Forman, who was a leading member of the SNCC delegation to Africa, said in 1972: “[T]he trip for me was a culmination of my life in several ways. Africa as a black continent, as our homeland, had always been on my mind.” The SNCC executive secretary went on to say, “I had also dreamed for years of helping to build an organization to achieve popular power in the United States and then to relate it with one or more African countries for common revolutionary purposes.”
After 1966, SNCC would create an International Affairs section under Forman’s direction. Forman represented the organization at an international conference on settler colonialism in southern Africa that was held in Zambia in 1967. He also spoke before the United Nations Fourth Committee on Decolonization later that same year.
The role of SNCC during this period illustrated the interconnectedness of the African-American struggle and developments on the continent of Africa. This intersection of the history of Africans in various parts of the world would continue throughout the remaining years of the 20th century.
SNCC, urban rebellions & the workers’ movement
What distinguished SNCC from other civil rights organizations was its work within the cities, small towns and rural areas of the South where the development of local leadership was a key aspect of its political program. In 1965-66 in Lowndes County, Ala., SNCC’s work with farmers and youth led to the formation of the original Black Panther Party.
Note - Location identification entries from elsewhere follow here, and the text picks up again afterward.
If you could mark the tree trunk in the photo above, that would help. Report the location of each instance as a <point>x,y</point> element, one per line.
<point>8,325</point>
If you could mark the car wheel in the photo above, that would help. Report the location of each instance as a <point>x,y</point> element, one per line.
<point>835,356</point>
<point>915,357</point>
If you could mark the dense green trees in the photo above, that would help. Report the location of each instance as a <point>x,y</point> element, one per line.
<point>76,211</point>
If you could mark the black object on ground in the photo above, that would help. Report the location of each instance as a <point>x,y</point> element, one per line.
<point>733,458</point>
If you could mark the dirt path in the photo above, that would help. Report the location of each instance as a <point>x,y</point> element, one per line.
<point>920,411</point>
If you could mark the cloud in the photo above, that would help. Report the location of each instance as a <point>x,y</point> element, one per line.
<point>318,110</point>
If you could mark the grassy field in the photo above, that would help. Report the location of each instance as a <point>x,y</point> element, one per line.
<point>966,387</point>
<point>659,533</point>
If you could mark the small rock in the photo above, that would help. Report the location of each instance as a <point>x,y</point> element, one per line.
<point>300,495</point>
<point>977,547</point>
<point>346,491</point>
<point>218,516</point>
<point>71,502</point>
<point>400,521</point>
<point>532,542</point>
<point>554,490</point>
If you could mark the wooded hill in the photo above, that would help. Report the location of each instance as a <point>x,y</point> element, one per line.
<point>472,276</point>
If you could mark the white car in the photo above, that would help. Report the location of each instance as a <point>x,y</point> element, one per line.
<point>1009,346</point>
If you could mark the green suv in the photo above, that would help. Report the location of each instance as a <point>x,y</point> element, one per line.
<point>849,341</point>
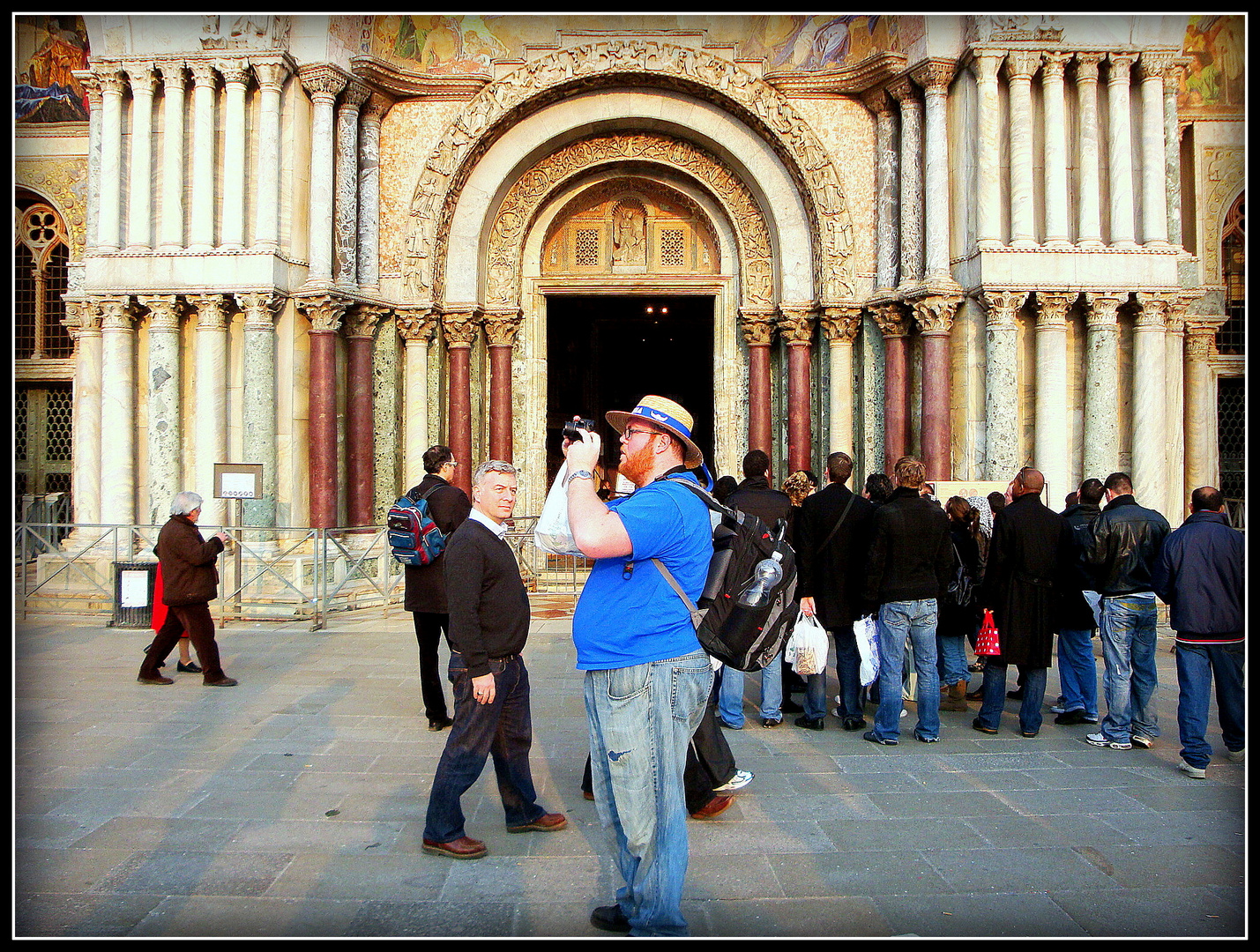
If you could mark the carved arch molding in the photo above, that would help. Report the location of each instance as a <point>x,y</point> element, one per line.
<point>533,190</point>
<point>644,62</point>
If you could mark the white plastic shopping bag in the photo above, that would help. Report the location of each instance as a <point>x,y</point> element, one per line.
<point>867,632</point>
<point>807,648</point>
<point>552,533</point>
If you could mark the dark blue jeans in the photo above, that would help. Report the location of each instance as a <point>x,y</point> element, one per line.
<point>499,729</point>
<point>1197,666</point>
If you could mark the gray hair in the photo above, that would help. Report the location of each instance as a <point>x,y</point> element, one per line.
<point>185,502</point>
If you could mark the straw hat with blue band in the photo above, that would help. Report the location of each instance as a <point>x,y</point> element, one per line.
<point>667,416</point>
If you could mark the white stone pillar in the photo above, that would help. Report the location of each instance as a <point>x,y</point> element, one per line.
<point>211,399</point>
<point>200,220</point>
<point>170,229</point>
<point>1089,232</point>
<point>323,82</point>
<point>936,77</point>
<point>235,78</point>
<point>416,329</point>
<point>911,182</point>
<point>165,428</point>
<point>988,152</point>
<point>1149,428</point>
<point>141,173</point>
<point>840,325</point>
<point>1057,232</point>
<point>108,222</point>
<point>1021,66</point>
<point>1154,199</point>
<point>1051,446</point>
<point>117,412</point>
<point>1121,152</point>
<point>271,84</point>
<point>1101,432</point>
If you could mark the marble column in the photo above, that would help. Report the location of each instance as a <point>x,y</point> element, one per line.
<point>840,325</point>
<point>141,78</point>
<point>361,323</point>
<point>258,399</point>
<point>911,182</point>
<point>988,150</point>
<point>170,227</point>
<point>460,329</point>
<point>369,191</point>
<point>1149,443</point>
<point>1051,443</point>
<point>501,337</point>
<point>1021,66</point>
<point>200,220</point>
<point>936,77</point>
<point>1101,431</point>
<point>235,78</point>
<point>416,328</point>
<point>1057,232</point>
<point>796,329</point>
<point>1121,150</point>
<point>211,399</point>
<point>108,220</point>
<point>1089,229</point>
<point>1002,456</point>
<point>266,223</point>
<point>165,428</point>
<point>1154,199</point>
<point>936,317</point>
<point>325,313</point>
<point>323,82</point>
<point>893,324</point>
<point>117,487</point>
<point>758,329</point>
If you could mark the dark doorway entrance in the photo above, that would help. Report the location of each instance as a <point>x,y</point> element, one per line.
<point>605,353</point>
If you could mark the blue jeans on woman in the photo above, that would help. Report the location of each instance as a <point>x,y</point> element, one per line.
<point>642,720</point>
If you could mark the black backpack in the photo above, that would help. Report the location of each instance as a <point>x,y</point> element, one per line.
<point>746,639</point>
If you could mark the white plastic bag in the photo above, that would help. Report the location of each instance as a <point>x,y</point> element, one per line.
<point>807,648</point>
<point>867,632</point>
<point>552,533</point>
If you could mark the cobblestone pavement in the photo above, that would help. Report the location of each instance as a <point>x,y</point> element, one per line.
<point>294,805</point>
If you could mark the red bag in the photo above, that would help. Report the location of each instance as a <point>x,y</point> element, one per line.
<point>987,643</point>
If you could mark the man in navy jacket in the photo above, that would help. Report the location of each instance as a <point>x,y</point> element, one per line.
<point>1200,576</point>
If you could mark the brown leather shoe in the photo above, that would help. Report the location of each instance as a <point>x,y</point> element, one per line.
<point>463,848</point>
<point>719,805</point>
<point>546,824</point>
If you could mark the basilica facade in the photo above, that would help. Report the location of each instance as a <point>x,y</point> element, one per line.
<point>325,243</point>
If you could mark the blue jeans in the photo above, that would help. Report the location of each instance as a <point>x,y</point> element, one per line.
<point>916,620</point>
<point>1197,666</point>
<point>1128,634</point>
<point>642,720</point>
<point>499,729</point>
<point>995,696</point>
<point>730,699</point>
<point>1077,673</point>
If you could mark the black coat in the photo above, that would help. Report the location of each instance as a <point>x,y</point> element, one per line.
<point>1028,575</point>
<point>833,577</point>
<point>449,507</point>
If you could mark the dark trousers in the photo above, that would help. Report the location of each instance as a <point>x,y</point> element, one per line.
<point>499,729</point>
<point>197,622</point>
<point>430,628</point>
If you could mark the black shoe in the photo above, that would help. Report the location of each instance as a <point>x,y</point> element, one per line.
<point>610,919</point>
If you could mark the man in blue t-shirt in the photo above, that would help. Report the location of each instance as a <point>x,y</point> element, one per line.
<point>646,676</point>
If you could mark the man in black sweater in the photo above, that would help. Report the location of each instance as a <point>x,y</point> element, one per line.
<point>489,613</point>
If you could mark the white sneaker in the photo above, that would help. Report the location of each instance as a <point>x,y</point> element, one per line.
<point>740,780</point>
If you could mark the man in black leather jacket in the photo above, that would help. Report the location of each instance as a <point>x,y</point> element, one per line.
<point>1127,540</point>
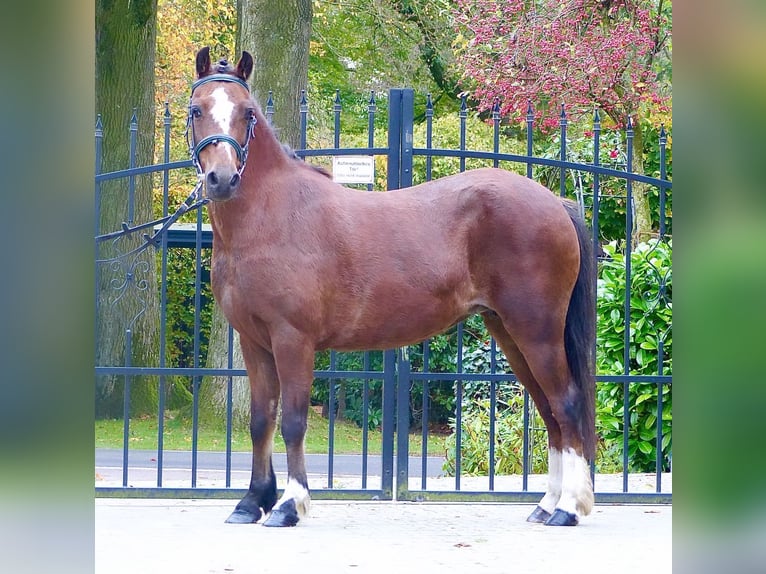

Not only did the Black Panthers in Alabama push for the right to vote and the development of an organization that was independent of the racist-controlled state Democratic Party, it also advocated and practiced self-defense for activists and the community as a whole. These efforts spread throughout the country and created the conditions for the founding of the Black Panther Party for Self-Defense by Huey P. Newton and Bobby Seale in Oakland, Calif., in October 1966.
Between 1964 and 1968 hundreds of urban rebellions erupted throughout the U.S. Chapters of the Black Panther Party grew rapidly all over the country from 1967 to 1969. The FBI and local law-enforcement agencies responded to the upsurge in revolutionary activity by directly and indirectly killing Malcolm X in 1965, Martin Luther King Jr. in 1968, and Fred Hampton and Mark Clark in 1969. Hundreds of members of SNCC and the Black Panther Party and other revolutionaries were harassed, imprisoned and driven into exile.
In 1968, African-American workers in Detroit began to engage in wildcat strikes demanding an end to racism and superexploitation in the automotive industry. These struggles were soon linked to the efforts of community organizers and students who were waging battles around education issues, housing and police brutality.
The National Black Economic Development Conference was held in Detroit in April 1969, where the demand for reparations was put forward when Forman issued the Black Manifesto, calling for massive compensation for centuries of slavery and national oppression. Forman would soon join the League of Revolutionary Black Workers, which grew out of the African-American independent labor struggles of the period in Detroit and around the country.
The students at Wayne State University in Detroit took control of the campus newspaper and turned it into the official publication of the LRBW. The daily newspapers published on campus were distributed at plant gates and within the African-American community.
These developments illustrated clearly the necessity for the student movement to merge with the broader movement of workers against capitalism and national oppression.
The student activists of the present period must learn from the struggles of the 1960s. By linking the cutbacks in education to the overall economic crisis of capitalism, students and youth can become an important force in the burgeoning movement against the most aggressive attacks against the working class since the Great Depression.